Nel disegno preparatorio (studio a matita e biacca su carta, mm 255 x 191, al Museo Civico di Modena, 1841 circa), quadrettato per l’ingrandimento in scala, la Madonna appare fortemente ispirata ai modelli raffaelleschi, come la Madonna del Baldacchino in Palazzo Pitti; infatti, nel 1841 Malatesta era appena rientrato dal soggiorno fiorentino. Nella pala finita il gruppo della sacra conversazione è più impostato invece su un modello compositivo ricalcante soluzioni venete quattrocentesche, memore degli esempi belliniani visti durante il soggiorno veneziano appena trascorso. Il volto della Madonna rimane Raffaellesco, il suo atteggiamento, quello del Bambino e l’ideazione architettonica dell’edicola sembrano invece derivare dalla Madonna in trono con dieci santi e tre putti cantanti di Giovanni Bellini, che Malatesta vide nella cappella della Vittoria nella chiesa dei santi Giovanni e Paolo a Venezia, distrutta nel 1867. Dallo stesso dipinto Malatesta aveva desunto anche l’ordine compositivo e la concezione spaziale. Nelle aperture del baldacchino uno scorcio su un cielo azzurro attraversato dall’arcobaleno simbolo dell’Immacolata e della Redenzione, presente anche nella pala di Ludovico Carracci con la Vergine Assunta che fino al 1783 occupava l’altare principale delle chiesa. Il dipinto testimonia, anche per registro cromatico, il momento di forse maggior adesione al Purismo: direzione in cui le frequentazioni veneziane con Pietro Estense Selvatico e Peter Cornelius avevano indirizzato il giovane pittore modenese e che riceverà ulteriori stimoli dall’esperienza romana, dal 1837 al 1839. L’opera divenne subito un modello per gli altri pittori modenesi, tanto che Alfonso Chierici, all’esposizione dell’Accademia Atestina del 1841, presentò una Vergine in trono con san Francesco e il beato Torello nella cui impostazione quattrocentesca si individua chiaramente l’influenza malatestiana.

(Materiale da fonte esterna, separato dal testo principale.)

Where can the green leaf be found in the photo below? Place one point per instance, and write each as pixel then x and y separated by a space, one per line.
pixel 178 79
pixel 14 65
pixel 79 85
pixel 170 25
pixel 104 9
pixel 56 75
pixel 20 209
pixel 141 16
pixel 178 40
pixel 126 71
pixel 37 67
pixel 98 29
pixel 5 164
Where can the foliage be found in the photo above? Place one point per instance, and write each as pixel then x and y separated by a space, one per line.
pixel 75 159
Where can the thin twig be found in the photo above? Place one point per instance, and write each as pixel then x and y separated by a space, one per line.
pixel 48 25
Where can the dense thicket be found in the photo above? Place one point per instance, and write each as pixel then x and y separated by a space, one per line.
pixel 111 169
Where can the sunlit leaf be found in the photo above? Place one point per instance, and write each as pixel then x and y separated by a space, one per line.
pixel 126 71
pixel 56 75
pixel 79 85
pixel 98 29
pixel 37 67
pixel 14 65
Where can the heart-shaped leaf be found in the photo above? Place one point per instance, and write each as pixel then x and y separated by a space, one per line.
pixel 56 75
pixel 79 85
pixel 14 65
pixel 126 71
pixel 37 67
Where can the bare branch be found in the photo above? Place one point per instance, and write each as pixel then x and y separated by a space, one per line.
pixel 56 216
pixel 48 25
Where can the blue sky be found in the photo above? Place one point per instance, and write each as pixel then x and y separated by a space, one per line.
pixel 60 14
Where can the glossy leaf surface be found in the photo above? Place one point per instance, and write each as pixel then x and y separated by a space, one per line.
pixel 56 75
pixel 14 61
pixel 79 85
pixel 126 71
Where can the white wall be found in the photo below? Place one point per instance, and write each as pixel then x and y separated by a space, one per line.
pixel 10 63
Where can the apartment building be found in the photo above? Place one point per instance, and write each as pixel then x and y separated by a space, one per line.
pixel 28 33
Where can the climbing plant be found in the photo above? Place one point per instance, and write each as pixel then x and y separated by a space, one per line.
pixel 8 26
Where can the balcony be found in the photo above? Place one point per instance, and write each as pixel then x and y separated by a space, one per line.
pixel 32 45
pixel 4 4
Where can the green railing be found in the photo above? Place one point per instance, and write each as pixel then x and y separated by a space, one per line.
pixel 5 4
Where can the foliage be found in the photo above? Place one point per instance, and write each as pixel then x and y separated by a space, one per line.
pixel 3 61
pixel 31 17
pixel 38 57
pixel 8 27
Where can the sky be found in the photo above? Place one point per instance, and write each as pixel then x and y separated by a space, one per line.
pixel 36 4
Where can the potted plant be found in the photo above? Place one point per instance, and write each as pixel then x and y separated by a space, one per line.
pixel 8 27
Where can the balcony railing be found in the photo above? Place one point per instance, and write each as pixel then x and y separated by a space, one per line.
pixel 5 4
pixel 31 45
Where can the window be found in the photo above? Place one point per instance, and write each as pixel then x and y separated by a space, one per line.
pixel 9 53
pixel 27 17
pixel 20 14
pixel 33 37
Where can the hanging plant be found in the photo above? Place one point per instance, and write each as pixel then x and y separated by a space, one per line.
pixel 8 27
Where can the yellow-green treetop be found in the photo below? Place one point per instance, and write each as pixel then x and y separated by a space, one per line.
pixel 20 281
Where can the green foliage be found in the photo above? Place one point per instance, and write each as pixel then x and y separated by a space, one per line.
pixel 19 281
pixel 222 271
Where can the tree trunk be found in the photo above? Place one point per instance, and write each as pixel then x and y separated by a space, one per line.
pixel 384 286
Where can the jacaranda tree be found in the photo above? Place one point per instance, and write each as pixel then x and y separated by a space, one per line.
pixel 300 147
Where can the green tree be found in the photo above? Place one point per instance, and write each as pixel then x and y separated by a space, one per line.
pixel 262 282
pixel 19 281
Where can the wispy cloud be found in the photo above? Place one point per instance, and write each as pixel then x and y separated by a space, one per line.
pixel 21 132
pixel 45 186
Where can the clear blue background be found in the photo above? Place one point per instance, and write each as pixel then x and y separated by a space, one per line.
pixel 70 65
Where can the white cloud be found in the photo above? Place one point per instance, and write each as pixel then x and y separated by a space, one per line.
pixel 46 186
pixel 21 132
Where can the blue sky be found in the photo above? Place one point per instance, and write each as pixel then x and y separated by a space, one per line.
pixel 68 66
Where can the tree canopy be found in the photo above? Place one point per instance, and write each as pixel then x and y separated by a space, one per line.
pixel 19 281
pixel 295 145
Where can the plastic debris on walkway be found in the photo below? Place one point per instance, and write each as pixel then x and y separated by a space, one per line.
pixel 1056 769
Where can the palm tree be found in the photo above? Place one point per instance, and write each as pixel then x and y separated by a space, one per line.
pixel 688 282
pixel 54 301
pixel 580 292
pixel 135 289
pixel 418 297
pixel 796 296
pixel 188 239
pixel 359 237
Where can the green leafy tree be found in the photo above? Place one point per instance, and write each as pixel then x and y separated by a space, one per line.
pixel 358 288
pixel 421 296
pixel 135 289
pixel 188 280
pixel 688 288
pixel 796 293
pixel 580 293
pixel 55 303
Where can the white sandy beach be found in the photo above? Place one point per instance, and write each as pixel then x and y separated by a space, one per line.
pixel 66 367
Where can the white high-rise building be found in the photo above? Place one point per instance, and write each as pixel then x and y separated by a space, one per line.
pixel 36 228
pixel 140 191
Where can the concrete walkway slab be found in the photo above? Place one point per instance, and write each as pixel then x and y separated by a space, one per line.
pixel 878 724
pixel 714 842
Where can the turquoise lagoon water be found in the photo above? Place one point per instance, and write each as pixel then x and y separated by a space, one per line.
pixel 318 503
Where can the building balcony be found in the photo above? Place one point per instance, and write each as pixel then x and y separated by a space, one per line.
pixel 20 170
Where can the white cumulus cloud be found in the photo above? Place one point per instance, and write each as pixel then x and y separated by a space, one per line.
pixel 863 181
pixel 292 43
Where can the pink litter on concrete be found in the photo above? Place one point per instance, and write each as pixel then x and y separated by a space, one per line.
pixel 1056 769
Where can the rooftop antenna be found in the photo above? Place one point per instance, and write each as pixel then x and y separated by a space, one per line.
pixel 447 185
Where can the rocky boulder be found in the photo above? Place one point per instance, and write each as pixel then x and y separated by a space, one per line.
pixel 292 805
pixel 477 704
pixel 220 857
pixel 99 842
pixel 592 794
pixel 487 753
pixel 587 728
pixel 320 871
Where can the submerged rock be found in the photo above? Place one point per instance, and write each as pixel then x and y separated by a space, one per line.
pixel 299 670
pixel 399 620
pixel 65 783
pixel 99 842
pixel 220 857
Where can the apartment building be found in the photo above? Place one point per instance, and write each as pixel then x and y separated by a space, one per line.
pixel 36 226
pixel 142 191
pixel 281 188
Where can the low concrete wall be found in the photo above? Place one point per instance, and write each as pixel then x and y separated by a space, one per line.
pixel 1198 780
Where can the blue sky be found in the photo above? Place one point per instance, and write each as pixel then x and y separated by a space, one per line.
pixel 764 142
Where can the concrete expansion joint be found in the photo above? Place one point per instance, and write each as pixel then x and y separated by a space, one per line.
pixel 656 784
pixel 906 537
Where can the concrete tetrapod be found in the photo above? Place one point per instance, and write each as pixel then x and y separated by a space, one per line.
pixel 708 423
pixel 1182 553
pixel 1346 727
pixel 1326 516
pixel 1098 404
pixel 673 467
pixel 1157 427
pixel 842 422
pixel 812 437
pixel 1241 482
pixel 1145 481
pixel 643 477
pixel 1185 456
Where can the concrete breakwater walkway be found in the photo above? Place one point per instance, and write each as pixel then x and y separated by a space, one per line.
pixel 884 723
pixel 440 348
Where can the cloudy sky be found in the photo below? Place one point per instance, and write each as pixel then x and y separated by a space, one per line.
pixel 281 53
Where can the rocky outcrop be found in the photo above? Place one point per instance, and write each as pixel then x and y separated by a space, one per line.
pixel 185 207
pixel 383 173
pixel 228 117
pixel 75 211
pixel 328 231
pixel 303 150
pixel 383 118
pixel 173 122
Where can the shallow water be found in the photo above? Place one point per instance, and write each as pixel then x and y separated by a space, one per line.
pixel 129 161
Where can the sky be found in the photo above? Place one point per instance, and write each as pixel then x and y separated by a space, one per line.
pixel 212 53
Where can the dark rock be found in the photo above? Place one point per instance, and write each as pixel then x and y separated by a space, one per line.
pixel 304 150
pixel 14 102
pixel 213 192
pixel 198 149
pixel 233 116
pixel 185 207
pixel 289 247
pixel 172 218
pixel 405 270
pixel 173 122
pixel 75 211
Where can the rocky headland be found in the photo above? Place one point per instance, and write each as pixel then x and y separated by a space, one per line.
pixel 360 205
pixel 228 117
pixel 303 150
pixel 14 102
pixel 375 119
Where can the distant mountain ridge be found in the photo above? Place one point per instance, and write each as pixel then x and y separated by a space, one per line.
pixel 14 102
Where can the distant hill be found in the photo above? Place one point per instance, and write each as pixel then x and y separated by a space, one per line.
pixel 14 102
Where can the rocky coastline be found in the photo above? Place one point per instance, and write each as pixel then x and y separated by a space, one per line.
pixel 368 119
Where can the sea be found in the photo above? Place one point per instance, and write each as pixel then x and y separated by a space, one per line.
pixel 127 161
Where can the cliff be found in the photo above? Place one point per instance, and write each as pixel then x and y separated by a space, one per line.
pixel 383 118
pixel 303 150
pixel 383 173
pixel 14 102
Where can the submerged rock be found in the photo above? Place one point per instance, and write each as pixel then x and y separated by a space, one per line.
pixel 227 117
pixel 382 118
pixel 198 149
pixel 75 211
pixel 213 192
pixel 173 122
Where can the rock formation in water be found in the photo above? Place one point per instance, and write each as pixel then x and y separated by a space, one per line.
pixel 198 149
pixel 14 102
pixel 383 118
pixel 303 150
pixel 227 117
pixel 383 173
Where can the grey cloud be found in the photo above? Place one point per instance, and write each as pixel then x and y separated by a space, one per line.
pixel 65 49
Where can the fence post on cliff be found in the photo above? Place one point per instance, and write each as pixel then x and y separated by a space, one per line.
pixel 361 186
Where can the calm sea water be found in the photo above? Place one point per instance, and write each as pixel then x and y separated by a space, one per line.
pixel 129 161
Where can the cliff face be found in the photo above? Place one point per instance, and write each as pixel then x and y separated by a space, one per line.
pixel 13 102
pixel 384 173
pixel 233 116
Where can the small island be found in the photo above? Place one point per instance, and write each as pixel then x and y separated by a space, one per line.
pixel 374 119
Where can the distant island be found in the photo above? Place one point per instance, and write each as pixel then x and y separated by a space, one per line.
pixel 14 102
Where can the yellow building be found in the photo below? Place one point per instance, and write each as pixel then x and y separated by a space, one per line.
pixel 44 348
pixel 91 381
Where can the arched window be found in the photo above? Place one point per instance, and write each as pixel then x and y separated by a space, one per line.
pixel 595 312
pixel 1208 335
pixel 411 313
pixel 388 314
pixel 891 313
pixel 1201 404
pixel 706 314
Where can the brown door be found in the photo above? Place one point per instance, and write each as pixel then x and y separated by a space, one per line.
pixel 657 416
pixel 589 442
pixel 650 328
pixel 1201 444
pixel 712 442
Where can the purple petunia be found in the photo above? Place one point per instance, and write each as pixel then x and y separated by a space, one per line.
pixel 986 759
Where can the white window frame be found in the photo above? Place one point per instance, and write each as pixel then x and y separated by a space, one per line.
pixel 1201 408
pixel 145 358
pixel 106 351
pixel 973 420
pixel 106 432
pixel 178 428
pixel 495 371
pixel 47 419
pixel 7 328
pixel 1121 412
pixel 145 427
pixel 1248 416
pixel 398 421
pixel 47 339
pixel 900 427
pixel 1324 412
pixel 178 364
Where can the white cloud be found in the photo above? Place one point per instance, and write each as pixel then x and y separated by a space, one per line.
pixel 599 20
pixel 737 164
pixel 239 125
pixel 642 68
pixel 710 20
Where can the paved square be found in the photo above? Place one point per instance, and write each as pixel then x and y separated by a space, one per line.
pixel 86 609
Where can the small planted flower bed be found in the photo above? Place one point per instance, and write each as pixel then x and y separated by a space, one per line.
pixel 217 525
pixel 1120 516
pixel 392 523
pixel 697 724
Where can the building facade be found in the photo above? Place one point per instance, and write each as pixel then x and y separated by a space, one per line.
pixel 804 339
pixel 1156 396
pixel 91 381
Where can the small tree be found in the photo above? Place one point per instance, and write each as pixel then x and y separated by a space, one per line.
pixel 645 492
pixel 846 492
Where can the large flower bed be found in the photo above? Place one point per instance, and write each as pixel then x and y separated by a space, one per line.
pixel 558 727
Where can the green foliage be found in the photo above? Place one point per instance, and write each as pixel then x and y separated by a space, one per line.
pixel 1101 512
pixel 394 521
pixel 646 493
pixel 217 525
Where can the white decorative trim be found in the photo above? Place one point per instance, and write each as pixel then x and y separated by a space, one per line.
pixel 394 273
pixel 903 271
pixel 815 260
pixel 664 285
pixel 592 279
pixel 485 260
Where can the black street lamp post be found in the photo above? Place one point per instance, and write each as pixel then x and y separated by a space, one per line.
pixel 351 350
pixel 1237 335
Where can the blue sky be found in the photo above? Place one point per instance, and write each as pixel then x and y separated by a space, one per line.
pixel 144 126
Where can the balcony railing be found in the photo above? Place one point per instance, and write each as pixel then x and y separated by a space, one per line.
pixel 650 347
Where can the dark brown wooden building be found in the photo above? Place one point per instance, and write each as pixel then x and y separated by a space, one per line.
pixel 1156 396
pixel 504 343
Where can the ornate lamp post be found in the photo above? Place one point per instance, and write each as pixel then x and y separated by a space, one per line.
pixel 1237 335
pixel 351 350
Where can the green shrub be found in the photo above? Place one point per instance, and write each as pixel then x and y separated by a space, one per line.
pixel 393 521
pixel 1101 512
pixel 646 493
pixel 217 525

Anche lo scrittore Tullio Dandolo, sulle pagine della Gazzetta
privilegiata di Milano, il 14 novembre 1841 commentava positivamente la pala delle domenicane : «è una composizione all’antica, quali costumavano farne Francia, Perugino, Bellino... in questa Madonna... è una quiete solenne, una morale soavità, che ci trasporta al felice Quattrocento». Lo stesso Malatesta dimostra di considerare quest’opera un’importante testimonianza delle proprie scelte stilistiche, decidendo di esporla alla mostra di Brera del 1844, insieme ad altri importanti dipinti tra cui il Tobia e tre ritratti; qui la pala non ricevette però buona accoglienza, forse a causa di un pubblico ormai abituato all’acceso cromatismo veneto della pittura di Hayez e ostile alle tematiche puriste, desideroso di una pittura illusionisticamente perfetta e piacevolmente decorativa, in particolare nella descrizione di ricchi accessori. I rischi di incomprensione da parte del pubblico milanese per un’opera così austera furono previsti da Giovanni Galvani, inviato a Milano per seguire l’allestimento dei dipinti modenesi nelle sale dell’Accademia Braidense. Scriveva questi all’artista il 20 settembre 1844: «non la credo intesa dalla moltitudine avvezza qui ai velluti, ai rasi alle pellicce ed alle seducenti bellezze; ed il maschio suo pennello veneziano può sembrar scuro in faccia agli smalti ed agli specchi di quella scuola». Ma ancor più gravi erano le critiche che venivano dallo stesso campo purista e in particolare da Selvatico, il quale liquidava così la pala delle domenicane: «quantunque dipinta bene e segnata con severo stile, mostra forse una troppo ligia imitazione del ‘400; e que’ puttini nudi che cantano ai piedi del trono, sebbene coloriti con verità, non offrono la bellezza celestiale degli angeli».